Grateful

Gratitude, Shmatitude: Why We Resist The Very Things That Help Us

Gratitude… Yes…You know the drill.

Someone suggests journalling, mindfulness, breathing exercises, gratitude practice, positive affirmations, meditation, yoga, drinking water, going outside, touching grass, hugging a tree, or whispering lovingly to your nervous system while eating chia seeds, and immediately a part of the brain responds with: “Nope!”…Not because the idea is terrible, or that it never works. But because human beings are fascinatingly resistant to things that might genuinely help us feel better. Which is deeply inconvenient, frankly.

One of the strange truths about emotional wellbeing is this: the things most likely to calm the nervous system are often the exact things the stressed nervous system resists doing. Especially gratitude!

Because gratitude sounds suspiciously wholesome, and when people are overwhelmed, anxious, angry, grieving, burnt out, or emotionally exhausted, “write down three things you’re grateful for” can feel about as appealing as sticking a fork in your eye.

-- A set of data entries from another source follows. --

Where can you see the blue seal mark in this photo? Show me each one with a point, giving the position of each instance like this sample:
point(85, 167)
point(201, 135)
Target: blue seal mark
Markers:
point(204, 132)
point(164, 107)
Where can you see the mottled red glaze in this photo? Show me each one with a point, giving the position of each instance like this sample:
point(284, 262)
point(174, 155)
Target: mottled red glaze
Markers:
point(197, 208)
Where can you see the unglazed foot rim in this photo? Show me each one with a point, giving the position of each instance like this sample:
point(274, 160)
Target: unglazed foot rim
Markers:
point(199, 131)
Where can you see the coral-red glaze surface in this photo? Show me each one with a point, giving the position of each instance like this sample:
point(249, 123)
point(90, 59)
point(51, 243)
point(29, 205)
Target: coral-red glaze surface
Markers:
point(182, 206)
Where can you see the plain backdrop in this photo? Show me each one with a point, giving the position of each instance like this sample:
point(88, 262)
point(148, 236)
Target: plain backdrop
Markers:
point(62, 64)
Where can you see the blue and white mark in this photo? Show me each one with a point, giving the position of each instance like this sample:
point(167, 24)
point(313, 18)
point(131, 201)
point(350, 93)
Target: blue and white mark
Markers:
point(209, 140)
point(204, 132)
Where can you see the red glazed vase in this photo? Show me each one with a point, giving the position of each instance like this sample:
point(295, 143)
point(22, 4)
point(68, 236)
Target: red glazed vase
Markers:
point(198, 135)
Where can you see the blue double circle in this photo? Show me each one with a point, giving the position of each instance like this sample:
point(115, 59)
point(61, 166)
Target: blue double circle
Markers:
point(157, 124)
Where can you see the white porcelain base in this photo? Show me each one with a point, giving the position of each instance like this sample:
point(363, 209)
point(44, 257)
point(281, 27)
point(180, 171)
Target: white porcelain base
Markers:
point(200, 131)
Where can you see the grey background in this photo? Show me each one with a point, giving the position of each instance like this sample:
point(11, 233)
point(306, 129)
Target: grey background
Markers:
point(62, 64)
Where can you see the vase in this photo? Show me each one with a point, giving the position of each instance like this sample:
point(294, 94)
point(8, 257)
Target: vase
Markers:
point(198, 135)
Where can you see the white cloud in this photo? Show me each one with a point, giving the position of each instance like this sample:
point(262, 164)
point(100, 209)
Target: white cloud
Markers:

But resistance to helpful emotional practices is actually very normal.

The Brain Prefers Familiarity Over Happiness

Human brains are not designed primarily to make us happy. They are designed to keep us safe, and the brain often defines ‘safe’ as predictable, familiar and known. Even when the familiar thing is stress, or overthinking, or replaying an emotional drama at 2am that occurred in 2009!

The nervous system becomes accustomed to certain emotional states. Over time, anxiety, criticism, hypervigilance, worry, or emotional numbness can start feeling oddly normal.

So when we suddenly try to introduce gratitude, calm, stillness, self-compassion, or emotional softness, part of the brain can interpret it as: “Hmm. This is unfamiliar. This is therefore potentially suspicious.”

From an evolutionary perspective, brains are naturally wired to notice problems more than pleasures. Our ancestors survived because they remembered: ‘Dangerous tiger near river’ not ‘Oooh, weren’t the clouds lovely today’. The brain is constantly scanning for threats to keep you safe.

Gratitude practices help you gently retrain your attention to things that feel good. They feel unnatural and therefore uncomfortable because it’s your natural instinct to notice what’s wrong (for survival), rather than what’s right and fun and awesome and beautiful.

But, in pushing through the urge to resist this practice, you may just find yourself noticing that the coffee tasted great today, or you enjoyed hearing your children laugh, or that you successfully dodged the rain on your walk to the office.

So if gratitude, rest, stillness, self-kindness, or emotional openness feel uncomfortable, it simply means your nervous system is learning a different way to exist… And nervous systems, much like cats and toddlers, do not always enjoy change immediately.